Personal information
- Born: 26 July 1890 Le Vésinet, France
- Died: 28 August 1932 (aged 42) Arcachon, France

Sport
- Sport: Sailing
- Club: Cercle de la Voile d'Arcachon

Medal record
Representing France
Olympic Games
| Gold medal – first place | 1928 Amsterdam | 8 metre class |

= Virginie Hériot =

French sailor

Virginie Claire Désirée Marie Hériot (26 July 1890 – 28 August 1932) was a French yachtswoman who won in the 1928 Summer Olympics in the 8 Metre Aile VI.

==Biography==
Daughter of Grands Magasins du Louvre's owner Olympe Hériot and Cyprienne Dubernet, Hériot first cruised in 1904 aboard her mother's yacht Katoomba (rechristened El Salvador in 1904), with her brother Auguste and seven friends of the family. Her Mediterranean tour from April to June of that year would have a deep impact on her life.

On 2 May 1910, at the Château de La Boissière (Yvelines), she was married to Viscount François Marie Haincque de Saint Senoch, also impassioned by the sea. The yacht El Salvadaor was given to the couple as a wedding present and they spent their honeymoon aboard. They begot a son, Hubert, born on 5 January 1913. In 1918, Hériot underwent a serious surgical operation, and in June 1921 she and her husband separated. She became fully dedicated to yachting after this, seldom staying at her Parisian apartment in rue de Presbourg.

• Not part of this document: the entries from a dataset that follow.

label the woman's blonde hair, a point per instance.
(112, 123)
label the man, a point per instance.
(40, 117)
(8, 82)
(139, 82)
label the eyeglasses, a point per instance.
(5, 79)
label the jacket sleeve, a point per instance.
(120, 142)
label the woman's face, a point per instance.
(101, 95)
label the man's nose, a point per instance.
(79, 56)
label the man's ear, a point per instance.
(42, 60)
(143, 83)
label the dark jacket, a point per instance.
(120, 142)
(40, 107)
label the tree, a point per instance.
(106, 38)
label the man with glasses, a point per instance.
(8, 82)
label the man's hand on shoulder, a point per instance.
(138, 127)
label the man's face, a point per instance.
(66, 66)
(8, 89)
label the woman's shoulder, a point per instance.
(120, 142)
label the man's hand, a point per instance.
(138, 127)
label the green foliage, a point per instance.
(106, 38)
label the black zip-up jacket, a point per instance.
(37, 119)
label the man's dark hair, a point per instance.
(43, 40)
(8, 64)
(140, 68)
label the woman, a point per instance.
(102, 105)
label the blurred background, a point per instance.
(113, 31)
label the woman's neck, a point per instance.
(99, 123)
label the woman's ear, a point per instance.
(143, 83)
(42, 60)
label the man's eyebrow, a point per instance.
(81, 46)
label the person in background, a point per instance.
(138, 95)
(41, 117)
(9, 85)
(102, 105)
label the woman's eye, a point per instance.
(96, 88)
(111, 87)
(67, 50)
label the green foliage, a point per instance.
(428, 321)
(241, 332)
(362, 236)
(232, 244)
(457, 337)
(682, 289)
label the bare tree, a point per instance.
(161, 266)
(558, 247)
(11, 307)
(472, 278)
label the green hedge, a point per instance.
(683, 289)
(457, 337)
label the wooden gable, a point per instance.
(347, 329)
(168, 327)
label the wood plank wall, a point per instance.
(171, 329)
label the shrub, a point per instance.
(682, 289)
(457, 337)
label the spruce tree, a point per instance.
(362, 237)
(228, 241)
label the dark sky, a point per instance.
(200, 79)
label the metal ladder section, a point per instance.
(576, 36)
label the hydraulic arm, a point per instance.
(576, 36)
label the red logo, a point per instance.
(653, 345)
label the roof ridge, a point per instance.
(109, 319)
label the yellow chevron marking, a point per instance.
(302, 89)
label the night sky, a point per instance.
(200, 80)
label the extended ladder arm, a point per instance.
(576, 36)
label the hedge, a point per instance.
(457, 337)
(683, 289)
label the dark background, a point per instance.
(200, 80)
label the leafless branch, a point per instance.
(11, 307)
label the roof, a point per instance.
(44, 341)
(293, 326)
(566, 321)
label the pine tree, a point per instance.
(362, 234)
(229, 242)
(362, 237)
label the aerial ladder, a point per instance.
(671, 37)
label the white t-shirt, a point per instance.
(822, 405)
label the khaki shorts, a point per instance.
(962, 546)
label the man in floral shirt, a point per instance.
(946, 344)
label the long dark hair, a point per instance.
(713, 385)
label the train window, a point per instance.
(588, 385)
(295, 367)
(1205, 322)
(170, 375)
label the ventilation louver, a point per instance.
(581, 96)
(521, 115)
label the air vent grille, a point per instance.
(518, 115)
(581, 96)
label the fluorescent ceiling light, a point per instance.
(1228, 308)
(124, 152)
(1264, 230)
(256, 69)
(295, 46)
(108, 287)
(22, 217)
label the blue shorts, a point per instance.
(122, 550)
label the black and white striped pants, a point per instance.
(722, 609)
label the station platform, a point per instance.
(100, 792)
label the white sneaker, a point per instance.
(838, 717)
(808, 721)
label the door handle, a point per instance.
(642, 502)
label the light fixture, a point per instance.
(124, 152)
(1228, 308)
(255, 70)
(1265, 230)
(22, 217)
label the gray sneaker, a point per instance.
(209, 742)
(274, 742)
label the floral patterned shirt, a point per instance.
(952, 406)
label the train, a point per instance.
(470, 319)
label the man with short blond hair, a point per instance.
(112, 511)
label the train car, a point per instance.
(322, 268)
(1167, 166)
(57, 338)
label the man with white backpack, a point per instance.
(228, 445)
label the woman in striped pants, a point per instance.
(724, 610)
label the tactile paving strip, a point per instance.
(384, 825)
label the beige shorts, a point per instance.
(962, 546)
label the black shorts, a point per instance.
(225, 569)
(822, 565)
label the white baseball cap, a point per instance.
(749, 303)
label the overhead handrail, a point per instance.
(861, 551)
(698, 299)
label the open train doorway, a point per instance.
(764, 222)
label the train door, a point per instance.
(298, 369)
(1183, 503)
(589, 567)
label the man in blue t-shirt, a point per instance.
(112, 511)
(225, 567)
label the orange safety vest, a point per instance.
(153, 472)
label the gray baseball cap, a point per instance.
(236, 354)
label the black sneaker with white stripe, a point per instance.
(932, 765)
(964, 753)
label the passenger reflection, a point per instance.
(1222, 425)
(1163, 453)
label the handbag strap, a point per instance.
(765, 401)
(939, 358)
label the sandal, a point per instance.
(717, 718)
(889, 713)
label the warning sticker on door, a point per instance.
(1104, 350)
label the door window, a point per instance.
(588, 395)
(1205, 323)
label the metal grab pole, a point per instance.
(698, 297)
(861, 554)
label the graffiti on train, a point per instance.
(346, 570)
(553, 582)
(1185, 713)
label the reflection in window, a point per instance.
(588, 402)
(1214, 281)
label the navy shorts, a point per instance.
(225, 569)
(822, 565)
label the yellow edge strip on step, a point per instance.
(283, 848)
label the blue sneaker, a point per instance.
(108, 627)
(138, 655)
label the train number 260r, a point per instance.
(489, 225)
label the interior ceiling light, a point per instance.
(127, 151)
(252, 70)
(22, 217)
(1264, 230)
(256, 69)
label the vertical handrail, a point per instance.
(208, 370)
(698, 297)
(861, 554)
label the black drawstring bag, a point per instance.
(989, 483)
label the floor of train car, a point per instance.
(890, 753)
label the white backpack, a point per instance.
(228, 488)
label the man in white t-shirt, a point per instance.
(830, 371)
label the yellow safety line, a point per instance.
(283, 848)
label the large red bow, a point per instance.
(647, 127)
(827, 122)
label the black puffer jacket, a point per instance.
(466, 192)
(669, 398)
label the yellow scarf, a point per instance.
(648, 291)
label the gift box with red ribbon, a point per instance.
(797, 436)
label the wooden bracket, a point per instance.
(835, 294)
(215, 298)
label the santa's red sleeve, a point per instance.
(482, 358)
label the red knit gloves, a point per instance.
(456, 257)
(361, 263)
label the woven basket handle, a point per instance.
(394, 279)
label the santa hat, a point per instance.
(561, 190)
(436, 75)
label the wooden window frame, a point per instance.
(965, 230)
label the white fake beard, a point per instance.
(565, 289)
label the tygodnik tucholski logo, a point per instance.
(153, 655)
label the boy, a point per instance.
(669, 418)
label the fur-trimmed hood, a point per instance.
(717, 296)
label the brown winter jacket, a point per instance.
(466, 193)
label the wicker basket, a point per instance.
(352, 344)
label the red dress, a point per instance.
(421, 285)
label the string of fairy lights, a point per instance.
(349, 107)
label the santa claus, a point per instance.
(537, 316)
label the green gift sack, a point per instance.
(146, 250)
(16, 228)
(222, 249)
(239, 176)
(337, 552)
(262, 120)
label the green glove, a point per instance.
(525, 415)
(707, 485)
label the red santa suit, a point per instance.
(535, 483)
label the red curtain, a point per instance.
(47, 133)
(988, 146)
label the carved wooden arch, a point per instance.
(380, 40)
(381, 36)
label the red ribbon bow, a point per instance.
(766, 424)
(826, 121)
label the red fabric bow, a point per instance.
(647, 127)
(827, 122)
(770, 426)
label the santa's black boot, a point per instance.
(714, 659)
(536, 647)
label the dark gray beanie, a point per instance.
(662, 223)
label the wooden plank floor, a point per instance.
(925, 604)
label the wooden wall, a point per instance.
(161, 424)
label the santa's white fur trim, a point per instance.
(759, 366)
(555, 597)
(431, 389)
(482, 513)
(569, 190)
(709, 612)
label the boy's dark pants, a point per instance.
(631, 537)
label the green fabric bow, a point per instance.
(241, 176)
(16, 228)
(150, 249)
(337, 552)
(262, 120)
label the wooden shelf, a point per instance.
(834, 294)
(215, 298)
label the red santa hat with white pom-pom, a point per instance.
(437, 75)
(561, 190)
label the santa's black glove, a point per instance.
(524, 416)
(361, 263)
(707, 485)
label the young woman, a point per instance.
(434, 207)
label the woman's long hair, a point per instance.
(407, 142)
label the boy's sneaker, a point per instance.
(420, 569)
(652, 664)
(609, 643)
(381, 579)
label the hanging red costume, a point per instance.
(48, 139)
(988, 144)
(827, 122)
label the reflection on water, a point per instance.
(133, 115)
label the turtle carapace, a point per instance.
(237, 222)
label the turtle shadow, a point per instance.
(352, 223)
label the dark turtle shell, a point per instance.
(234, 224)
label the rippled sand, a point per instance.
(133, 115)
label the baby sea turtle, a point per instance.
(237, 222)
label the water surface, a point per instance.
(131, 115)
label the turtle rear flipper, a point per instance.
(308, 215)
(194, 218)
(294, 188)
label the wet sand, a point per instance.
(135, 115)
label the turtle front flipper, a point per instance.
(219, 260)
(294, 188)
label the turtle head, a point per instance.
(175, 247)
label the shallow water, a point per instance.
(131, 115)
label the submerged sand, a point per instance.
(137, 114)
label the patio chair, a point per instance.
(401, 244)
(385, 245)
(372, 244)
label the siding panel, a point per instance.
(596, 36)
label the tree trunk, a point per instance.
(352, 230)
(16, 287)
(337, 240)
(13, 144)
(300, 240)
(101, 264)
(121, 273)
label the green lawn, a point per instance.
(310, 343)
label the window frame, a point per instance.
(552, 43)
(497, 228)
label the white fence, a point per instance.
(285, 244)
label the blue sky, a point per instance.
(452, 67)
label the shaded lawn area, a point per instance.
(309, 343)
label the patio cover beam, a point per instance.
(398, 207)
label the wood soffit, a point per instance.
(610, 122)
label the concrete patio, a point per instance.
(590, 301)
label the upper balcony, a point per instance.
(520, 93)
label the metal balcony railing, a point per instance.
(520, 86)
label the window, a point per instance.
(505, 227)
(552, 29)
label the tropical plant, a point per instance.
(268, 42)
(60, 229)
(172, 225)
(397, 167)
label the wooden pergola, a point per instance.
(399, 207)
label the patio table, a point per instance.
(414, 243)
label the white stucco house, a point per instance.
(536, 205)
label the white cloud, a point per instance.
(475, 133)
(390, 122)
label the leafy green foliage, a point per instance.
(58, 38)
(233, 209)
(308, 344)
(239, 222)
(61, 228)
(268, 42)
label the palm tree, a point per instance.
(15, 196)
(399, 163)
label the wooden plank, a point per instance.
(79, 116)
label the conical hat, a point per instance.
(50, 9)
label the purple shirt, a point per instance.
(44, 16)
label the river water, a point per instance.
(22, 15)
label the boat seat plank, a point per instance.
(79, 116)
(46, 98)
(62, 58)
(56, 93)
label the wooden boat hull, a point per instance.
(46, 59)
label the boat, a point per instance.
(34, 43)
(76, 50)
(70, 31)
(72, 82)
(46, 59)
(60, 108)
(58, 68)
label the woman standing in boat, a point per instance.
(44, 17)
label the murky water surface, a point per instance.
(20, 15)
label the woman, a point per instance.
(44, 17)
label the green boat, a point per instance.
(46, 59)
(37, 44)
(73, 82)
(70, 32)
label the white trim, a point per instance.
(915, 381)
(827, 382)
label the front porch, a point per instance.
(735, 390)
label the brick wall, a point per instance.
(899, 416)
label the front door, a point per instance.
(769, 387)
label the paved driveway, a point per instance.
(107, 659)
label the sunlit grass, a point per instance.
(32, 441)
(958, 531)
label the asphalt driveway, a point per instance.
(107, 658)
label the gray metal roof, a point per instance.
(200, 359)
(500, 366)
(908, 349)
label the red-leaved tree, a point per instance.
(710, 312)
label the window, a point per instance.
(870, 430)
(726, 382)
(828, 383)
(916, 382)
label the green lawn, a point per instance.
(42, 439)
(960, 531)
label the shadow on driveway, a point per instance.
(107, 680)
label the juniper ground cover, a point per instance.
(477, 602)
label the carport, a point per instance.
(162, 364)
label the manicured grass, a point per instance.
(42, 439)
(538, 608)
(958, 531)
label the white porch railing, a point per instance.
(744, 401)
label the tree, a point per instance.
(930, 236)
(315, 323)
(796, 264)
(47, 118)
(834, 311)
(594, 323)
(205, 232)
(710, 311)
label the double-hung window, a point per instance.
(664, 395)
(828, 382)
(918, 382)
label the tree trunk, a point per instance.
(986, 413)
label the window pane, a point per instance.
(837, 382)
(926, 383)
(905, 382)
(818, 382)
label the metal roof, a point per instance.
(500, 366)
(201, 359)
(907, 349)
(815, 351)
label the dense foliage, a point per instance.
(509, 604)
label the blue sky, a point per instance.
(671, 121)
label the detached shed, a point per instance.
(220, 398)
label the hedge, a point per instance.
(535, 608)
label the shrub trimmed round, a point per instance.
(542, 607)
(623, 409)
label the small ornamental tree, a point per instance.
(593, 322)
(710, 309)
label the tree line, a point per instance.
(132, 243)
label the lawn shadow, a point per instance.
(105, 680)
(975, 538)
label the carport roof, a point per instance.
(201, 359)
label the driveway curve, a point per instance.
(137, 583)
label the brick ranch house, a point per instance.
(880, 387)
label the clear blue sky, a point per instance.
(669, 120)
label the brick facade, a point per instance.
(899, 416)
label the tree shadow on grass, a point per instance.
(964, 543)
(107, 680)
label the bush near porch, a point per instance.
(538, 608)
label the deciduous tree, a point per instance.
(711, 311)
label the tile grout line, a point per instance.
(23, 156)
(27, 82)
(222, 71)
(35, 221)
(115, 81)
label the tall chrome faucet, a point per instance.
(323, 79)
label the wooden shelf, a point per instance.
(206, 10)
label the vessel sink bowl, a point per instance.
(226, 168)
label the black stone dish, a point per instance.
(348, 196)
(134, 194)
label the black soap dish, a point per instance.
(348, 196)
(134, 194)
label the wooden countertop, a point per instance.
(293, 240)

In 1912, Hériot ordered her first racer: L' Aile I, but failed reconquer the Coupe of France that the English had held for two years. In 1921, she acquired the 85-metre 1492-ton steamyacht Finlandia, which she later replaced with the 45-metre 400-ton auxiliary schooner L' Ailée, where she would spend 10 months per year.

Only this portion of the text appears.